Through rigorous preprocessing—including data cleaning, multicollinearity reduction,
and class imbalance correction via BorderlineSMOTE—this research examines
the predictive performance of nine individual classifiers and two ensemble
techniques across four methodological configurations. Mutual Information Feature
Selection (MIFS) was employed to retain the most informative features, and
hyperparameter tuning via GridSearchCV optimized model performance.
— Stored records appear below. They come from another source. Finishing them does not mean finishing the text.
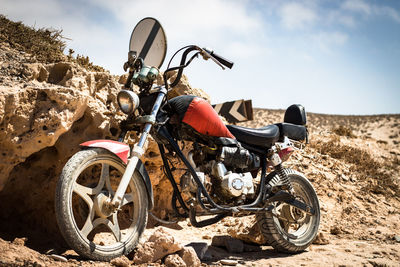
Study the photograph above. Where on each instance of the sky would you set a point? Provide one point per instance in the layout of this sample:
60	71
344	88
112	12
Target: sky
334	57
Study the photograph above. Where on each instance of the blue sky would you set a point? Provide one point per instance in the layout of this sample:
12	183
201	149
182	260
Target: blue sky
336	57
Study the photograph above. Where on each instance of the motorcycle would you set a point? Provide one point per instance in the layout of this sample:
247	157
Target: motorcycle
104	194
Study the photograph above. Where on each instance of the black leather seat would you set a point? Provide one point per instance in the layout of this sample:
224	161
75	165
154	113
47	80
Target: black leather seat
292	131
263	137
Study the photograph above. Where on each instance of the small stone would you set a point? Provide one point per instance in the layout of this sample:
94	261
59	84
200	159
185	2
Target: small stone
199	247
20	241
174	260
251	248
228	262
234	245
335	230
189	256
58	258
122	261
321	239
207	256
219	240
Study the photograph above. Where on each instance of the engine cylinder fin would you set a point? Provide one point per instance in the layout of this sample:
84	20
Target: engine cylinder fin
283	176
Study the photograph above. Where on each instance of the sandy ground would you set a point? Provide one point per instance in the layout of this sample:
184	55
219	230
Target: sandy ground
360	226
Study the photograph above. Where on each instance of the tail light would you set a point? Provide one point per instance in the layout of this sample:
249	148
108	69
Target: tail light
284	154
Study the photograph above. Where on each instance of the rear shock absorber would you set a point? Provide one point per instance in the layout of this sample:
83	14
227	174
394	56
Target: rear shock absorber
277	162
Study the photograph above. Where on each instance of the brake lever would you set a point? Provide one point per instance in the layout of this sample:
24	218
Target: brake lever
206	55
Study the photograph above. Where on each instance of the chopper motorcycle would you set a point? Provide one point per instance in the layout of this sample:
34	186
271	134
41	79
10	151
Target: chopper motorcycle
104	193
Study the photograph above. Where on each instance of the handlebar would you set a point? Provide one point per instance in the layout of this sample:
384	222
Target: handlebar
206	53
227	63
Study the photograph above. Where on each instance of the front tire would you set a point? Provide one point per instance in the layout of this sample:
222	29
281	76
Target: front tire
88	178
287	228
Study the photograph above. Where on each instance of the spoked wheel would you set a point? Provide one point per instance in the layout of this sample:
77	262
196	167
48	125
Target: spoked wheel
287	228
87	182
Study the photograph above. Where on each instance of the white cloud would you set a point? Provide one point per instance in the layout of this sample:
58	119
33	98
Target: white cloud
388	11
297	16
357	6
327	41
367	9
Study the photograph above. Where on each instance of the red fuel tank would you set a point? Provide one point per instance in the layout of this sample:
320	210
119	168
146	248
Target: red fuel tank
199	114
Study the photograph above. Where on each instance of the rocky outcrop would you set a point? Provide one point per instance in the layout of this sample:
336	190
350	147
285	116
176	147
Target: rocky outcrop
162	245
46	111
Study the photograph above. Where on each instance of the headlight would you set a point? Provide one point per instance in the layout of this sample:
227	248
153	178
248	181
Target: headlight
128	101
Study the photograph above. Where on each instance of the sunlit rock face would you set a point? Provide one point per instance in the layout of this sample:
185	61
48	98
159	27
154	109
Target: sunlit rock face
46	111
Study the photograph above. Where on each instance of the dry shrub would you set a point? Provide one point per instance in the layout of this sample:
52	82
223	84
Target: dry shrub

Among
all configurations, K-Nearest Neighbors (KNN), enhanced with both BorderlineSMOTE
and MIFS, emerged as the most effective classifier, achieving the highest
sensitivity (0.86), crucial for early detection and reducing false negatives. The final
deployed system integrates this best-performing model and incorporates LIME
for local explainability, offering transparent, actionable insights. Positioned as a
clinically supportive and user-friendly screening tool, PCAUSE bridges the diagnostic
gap by empowering women and aiding healthcare providers in early risk
identification—particularly in resource-constrained environments.